Intellect, wit, dark humor and character growth through dialogue: these are the qualities I expect when I view a Noah Baumbach film. Delightfully, Mistress America delivers on all fronts. The pacing and filming of the film reminded me of a play – leaving the viewer to feel like they are viewing intimate moments between the characters. The story is truly about the characters and the dialogue exchanged between them. The New York setting is the same as any films that highlight the city, and the familiar background truly lets the characters shine. The premise is based on two adult women who are soon to be sisters: Tracy, a college student (played by Lola Kirke from Mozart in the Jungle) who is trying to fit in at her Ivy League University and Brooke (played by Greta Gerwig) – a spirited and flighty woman a decade older. The chemistry between them works well- Tracy’s wide eyed admiration of Brooke, and Brooke’s excitement of being an leading older sister are palpable. The comic timing is also sublime, elevating potentially heavy moments. Better yet, this film passes the Bechdel test with flying colors. It is a film about relationships between women – most importantly – ones that do not involve a love interest. I heartily recommend this refreshing tale of soon to be siblings.
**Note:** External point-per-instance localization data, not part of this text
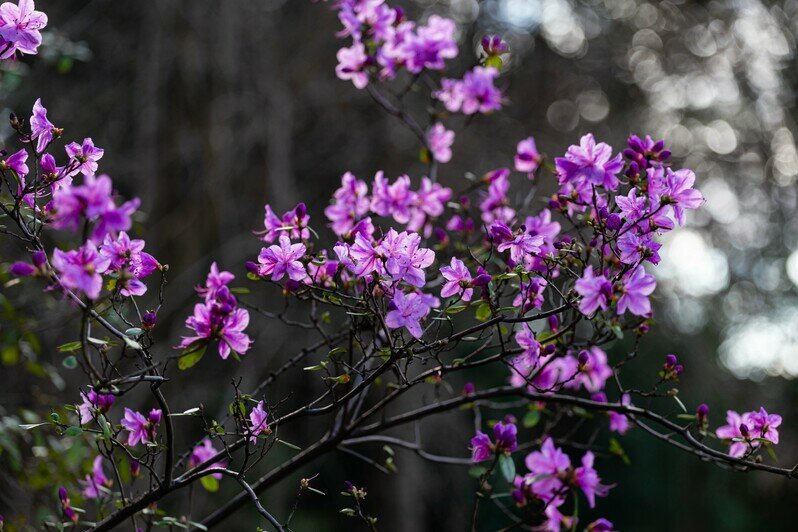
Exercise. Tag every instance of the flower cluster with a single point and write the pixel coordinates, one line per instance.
(217, 318)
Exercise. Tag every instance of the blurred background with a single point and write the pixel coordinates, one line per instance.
(207, 110)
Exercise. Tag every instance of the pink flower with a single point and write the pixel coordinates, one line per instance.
(81, 269)
(41, 127)
(278, 261)
(257, 422)
(527, 157)
(440, 142)
(142, 429)
(588, 480)
(352, 63)
(96, 481)
(589, 163)
(204, 452)
(407, 310)
(595, 291)
(549, 466)
(458, 280)
(93, 404)
(19, 28)
(86, 155)
(637, 286)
Truly modern cinema is not lacking in films about addicts. This is why, any new addition to the genre is rarely new or unique. It is difficult for stories of those living on the edge to avoid being exploitative, or gratuitous. Heaven Knows What avoids these traps quite nicely. From the first opening, chaotic scene throbbing with Hardstyle EDM the viewer knows they are in for a realistic, gritty look at what life is like living on the streets, pining for the next fix. Without giving too much away, there really isn’t much of a plot.In fact, we end up in pretty much the same place in the end as in the beginning. Yet it doesn’t meander. This is a brilliant way of truly showing how a heroin addicts life works: going in circles. Every day starting fresh. Just quell the hunger inside, find some food, hopefully a safe place to stay the night. It is heartbreaking and so very real. Yet try to look away. The most amazing part of this film is that it is played by real addicts. The only professional actor is Caleb Landry Jones (yes, the excellent actor from Antiviral) and he was brought in merely because the previous actor was not able to do the job due to his own struggle with heroin. Harley (played by Ariel Jones) penned the story – which is loosely based on her own experiences living in the streets of New York as a heroin addict. Part documentary, part fiction, but completely riveting and sobering. This is an important film that exposes viewers to the realities of drug addiction; I heartily recommend.